Kündigung? Keine Frist verpassen!

Das Arbeitsrecht ist ein sehr schnelles Rechtsgebiet. Die Konsequenz ist: man muss sehr schnell handeln, um nicht alleine durch Fristablauf Ansprüche zu verlieren. Besonders hart ist dies bei der Kündigung. „Frist verpasst“ kann hier den endgültigen Verlust des Arbeitsplatzes zur Folge haben.

Rechtsanwalt Christian Deuber

Christian Deuber - Fachanwalt für Arbeitsrecht

Im folgenden erhalten Sie einen Überblick über wichtige Fristen, die nach Erhalt einer Kündigung zu beachten sind. Die Fristen beginnen nach Zugang der Kündigung.

„3 Wochen“: Klageerhebungsfrist (§ 4 Satz 1, § 7 KSchG)

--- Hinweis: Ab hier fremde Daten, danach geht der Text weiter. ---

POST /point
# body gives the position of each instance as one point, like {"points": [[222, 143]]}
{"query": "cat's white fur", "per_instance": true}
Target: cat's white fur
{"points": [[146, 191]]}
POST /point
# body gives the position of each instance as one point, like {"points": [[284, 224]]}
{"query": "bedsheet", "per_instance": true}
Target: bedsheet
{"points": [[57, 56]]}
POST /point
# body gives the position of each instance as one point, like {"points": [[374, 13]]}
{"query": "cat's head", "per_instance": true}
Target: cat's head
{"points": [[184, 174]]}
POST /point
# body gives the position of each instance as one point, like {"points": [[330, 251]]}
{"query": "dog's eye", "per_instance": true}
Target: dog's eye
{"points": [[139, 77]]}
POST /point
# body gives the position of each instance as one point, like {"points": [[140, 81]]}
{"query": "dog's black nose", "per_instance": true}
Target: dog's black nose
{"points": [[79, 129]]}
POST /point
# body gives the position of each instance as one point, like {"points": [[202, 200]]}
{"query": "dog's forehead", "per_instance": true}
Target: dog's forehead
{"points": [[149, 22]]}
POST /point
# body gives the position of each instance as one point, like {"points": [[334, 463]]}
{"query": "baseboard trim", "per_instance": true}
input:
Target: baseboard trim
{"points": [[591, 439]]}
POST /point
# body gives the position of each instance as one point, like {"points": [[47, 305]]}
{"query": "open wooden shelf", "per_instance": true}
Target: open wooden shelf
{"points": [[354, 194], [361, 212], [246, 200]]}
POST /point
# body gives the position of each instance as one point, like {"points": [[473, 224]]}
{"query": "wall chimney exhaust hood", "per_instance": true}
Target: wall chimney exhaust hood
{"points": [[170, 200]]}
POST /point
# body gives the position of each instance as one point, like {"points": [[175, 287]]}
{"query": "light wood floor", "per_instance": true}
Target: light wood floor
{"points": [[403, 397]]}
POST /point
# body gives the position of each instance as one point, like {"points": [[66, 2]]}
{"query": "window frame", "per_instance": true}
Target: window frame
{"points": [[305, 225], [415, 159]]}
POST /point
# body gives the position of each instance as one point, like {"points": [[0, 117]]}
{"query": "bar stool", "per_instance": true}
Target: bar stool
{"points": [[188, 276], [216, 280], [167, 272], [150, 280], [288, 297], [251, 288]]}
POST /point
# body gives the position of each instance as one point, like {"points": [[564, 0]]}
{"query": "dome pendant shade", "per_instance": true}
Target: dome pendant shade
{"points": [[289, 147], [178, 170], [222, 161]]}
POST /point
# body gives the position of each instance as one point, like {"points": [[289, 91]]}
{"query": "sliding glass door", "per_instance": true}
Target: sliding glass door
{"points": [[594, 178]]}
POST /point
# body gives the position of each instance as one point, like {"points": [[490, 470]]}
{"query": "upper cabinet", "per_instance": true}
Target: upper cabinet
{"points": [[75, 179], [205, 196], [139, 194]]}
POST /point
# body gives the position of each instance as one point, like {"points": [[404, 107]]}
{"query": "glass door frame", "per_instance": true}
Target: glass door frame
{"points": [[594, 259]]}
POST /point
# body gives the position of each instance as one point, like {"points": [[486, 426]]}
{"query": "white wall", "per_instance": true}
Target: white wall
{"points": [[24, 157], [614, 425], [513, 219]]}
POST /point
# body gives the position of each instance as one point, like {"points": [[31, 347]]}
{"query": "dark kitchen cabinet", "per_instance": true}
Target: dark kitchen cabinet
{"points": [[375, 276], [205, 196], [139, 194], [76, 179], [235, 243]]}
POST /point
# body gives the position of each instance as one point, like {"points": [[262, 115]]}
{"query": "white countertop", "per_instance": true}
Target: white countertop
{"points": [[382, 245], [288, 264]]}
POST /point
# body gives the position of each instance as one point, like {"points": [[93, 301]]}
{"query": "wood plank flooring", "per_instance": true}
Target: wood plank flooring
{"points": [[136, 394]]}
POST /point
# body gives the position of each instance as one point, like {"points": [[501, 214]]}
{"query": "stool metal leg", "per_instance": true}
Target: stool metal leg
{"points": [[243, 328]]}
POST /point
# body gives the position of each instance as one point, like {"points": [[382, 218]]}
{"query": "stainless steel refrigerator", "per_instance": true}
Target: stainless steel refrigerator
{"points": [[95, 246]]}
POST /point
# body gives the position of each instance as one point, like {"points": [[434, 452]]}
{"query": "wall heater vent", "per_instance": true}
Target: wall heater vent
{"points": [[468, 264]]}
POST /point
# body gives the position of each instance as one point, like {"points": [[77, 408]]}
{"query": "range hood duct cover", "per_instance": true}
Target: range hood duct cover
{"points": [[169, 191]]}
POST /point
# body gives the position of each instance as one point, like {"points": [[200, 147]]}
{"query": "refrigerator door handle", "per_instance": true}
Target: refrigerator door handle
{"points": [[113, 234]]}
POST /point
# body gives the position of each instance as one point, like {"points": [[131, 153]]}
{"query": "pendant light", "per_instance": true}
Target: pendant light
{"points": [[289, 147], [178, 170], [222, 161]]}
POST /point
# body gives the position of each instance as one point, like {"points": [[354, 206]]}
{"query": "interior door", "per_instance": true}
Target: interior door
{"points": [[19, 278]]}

Die Kündigung ist innerhalb von 3 Wochen durch Klageerhebung beim Arbeitsgericht anzugreifen.

„Unverzüglich“: Zurückweisung der Kündigung (§ 174 S. 1 BGB)

Wurde die Kündigung nicht vom Chef persönlich unterschrieben? Lag der Kündigung auch keine Vollmacht bei? Die Kündigung kann möglicherweise zurückgewiesen werden. Dies sollte unbedingt sofort erfolgen, aber auf keinen Fall länger als eine Woche dauern (vgl. BAG Urteil vom 11. 3. 1999 – 2 AZR 427/98).

„2 Wochen“: Mitteilungsfrist für Schwangere (§ 9 Absatz 1 Satz 1 MuSchG)

Schwangeren kann grundsätzlich nicht gekündigt werden. Voraussetzung ist: dem Arbeitgeber ist die Schwangerschaft bekannt. Dies kann auch erst nach Zugang der Kündigung mitgeteilt werden. 2 Wochen beträgt hierfür die Frist.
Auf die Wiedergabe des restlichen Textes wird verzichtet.